Our study had certain limitations. First, we relied on retrospective k-space subsampling from DICOMs, a method that utilises image space data rather than multicoil k-space data. Consequently, the results of this study should be validated in future research using multicoil k-space data. It is worth noting that the use of image space data is an accepted approach in many studies [18,19,20,21,22,23] due to the limited availability of raw k-space data.

Secondly, our study was limited to T2W sequences, omitting functional imaging, such as diffusion-weighted imaging, essential for comprehensive PCa evaluation. Future work should include these modalities in DL models for reconstruction and detection. Thirdly, the reader study agreement was moderate. The side-by-side comparison by a reader is different in some cases from the independent AI assessments.

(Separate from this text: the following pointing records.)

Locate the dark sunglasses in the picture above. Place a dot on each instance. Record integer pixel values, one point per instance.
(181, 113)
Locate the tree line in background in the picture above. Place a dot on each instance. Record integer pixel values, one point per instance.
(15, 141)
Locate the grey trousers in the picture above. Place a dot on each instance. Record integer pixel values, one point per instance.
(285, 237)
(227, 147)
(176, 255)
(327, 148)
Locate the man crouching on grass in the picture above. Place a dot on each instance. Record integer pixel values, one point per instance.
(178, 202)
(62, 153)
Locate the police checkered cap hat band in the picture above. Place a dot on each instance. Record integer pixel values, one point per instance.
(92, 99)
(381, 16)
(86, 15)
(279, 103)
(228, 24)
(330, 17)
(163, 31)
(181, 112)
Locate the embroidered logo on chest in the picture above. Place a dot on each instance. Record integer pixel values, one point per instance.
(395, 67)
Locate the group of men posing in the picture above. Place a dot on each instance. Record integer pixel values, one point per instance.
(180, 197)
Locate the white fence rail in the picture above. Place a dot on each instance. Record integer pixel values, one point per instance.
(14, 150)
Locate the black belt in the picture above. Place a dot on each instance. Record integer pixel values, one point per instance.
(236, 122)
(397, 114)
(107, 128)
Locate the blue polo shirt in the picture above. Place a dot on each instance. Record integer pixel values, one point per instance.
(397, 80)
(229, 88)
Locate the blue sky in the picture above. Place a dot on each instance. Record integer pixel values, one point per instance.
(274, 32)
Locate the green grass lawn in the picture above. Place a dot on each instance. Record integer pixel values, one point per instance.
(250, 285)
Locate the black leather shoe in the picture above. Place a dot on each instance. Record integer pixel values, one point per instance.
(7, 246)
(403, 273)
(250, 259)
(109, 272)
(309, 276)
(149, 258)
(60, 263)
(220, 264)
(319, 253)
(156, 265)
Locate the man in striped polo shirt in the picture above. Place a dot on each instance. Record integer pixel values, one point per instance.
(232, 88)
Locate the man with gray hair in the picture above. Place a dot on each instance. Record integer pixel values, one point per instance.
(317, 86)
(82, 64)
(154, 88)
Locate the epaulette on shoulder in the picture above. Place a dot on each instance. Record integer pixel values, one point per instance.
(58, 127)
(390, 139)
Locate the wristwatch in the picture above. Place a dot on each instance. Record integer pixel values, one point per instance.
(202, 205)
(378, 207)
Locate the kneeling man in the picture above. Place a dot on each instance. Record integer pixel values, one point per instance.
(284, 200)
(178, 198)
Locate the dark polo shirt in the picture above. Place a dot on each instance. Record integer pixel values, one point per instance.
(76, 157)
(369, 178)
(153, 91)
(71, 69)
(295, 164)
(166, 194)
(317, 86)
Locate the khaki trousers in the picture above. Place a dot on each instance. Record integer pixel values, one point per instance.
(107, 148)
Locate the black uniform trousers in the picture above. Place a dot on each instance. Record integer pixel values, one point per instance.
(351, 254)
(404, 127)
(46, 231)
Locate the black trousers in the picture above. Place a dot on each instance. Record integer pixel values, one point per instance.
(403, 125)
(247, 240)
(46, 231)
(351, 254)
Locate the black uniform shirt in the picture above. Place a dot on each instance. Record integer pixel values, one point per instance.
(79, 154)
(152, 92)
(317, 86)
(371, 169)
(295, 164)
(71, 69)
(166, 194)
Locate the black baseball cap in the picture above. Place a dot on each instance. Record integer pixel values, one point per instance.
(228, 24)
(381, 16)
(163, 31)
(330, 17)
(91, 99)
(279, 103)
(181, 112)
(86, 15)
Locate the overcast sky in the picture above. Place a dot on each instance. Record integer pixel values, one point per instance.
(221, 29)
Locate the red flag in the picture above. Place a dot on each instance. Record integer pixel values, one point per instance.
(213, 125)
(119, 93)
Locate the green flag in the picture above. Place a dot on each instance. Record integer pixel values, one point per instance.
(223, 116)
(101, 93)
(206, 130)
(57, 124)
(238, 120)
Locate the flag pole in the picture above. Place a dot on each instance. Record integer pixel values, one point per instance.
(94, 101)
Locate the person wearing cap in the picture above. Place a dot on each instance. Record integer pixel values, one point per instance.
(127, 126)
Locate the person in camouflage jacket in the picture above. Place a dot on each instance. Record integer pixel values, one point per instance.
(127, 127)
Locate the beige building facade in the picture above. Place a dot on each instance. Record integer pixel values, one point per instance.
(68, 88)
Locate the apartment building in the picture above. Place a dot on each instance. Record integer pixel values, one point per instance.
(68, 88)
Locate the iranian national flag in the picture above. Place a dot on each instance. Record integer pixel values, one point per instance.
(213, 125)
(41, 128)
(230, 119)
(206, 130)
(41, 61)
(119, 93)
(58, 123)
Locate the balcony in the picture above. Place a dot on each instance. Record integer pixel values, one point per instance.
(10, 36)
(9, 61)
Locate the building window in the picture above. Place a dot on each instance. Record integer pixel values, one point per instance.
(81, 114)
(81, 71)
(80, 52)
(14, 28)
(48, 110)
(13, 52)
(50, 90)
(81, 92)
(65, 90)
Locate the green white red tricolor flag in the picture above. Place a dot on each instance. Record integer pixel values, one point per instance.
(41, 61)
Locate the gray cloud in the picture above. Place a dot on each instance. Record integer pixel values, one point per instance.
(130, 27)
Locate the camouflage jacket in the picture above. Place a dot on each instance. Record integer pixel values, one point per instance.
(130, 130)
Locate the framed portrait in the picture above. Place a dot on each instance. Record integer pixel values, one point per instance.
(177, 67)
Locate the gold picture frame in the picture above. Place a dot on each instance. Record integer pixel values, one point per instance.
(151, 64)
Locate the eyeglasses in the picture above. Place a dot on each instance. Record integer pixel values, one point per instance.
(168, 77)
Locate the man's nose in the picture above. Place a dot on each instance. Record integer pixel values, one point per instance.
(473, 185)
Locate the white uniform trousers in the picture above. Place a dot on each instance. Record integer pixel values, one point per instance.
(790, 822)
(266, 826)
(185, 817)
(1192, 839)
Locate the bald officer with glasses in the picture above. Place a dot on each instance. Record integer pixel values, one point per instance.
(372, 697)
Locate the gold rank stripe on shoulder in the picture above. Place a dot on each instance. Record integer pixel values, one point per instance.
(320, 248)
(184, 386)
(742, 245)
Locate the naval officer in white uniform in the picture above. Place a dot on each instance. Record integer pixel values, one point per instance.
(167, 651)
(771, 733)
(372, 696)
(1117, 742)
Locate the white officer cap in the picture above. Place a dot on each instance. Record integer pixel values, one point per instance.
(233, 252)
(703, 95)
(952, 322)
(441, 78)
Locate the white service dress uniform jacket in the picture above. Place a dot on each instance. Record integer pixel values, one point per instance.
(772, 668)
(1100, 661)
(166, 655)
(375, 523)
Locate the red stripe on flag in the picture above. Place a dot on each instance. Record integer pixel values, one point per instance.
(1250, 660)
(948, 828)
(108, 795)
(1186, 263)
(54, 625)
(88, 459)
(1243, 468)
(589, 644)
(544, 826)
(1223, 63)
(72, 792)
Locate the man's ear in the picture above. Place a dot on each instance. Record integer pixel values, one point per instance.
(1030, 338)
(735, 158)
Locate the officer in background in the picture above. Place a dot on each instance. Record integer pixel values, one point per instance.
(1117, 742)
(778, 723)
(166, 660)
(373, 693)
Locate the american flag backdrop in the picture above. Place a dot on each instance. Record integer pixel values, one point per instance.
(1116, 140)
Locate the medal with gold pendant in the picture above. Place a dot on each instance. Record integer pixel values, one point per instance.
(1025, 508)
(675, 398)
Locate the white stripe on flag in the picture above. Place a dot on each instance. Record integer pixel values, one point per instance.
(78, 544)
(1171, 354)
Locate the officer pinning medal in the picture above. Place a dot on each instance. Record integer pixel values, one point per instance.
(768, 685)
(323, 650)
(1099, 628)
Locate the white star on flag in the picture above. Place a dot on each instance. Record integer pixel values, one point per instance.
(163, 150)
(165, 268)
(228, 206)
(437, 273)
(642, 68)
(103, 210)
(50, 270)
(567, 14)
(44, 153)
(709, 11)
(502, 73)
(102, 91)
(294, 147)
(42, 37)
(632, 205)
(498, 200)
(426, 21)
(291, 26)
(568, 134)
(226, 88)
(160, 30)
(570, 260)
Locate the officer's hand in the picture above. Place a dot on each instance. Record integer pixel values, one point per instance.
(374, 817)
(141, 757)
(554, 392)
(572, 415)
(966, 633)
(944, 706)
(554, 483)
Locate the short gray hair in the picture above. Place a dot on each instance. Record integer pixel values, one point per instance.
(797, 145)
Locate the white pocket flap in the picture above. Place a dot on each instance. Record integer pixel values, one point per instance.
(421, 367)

However, in retrospect, AI identified reconstruction hallucinations and showed image degradation that was supportive of diagnostic differences.

To the best of our knowledge, despite the abundance of high-performing and well-validated DLDetect models available [24, 25], none have been used to evaluate the diagnostic accuracy of DLRecon models, as was the case in this study. These DLDetect models are inherently designed to streamline diagnostic tasks into a single, quantifiable quality metric, making them well-suited for evaluating DLRecon methods. Future research could consider a more balanced approach that combines the DiagQM with human experts, ensuring that both components continue to play integral roles in the diagnostic process. This synergy between automated diagnostic metrics and the expertise of human radiologists holds the potential to further enhance the accuracy and reliability of medical image reconstructions and interpretations.

Conclusion

DL reconstruction produces visually appealing images but may reduce diagnostic accuracy. Incorporating diagnostic AI into the assessment framework offers a clinically relevant metric essential for adopting reconstruction models into clinical practice.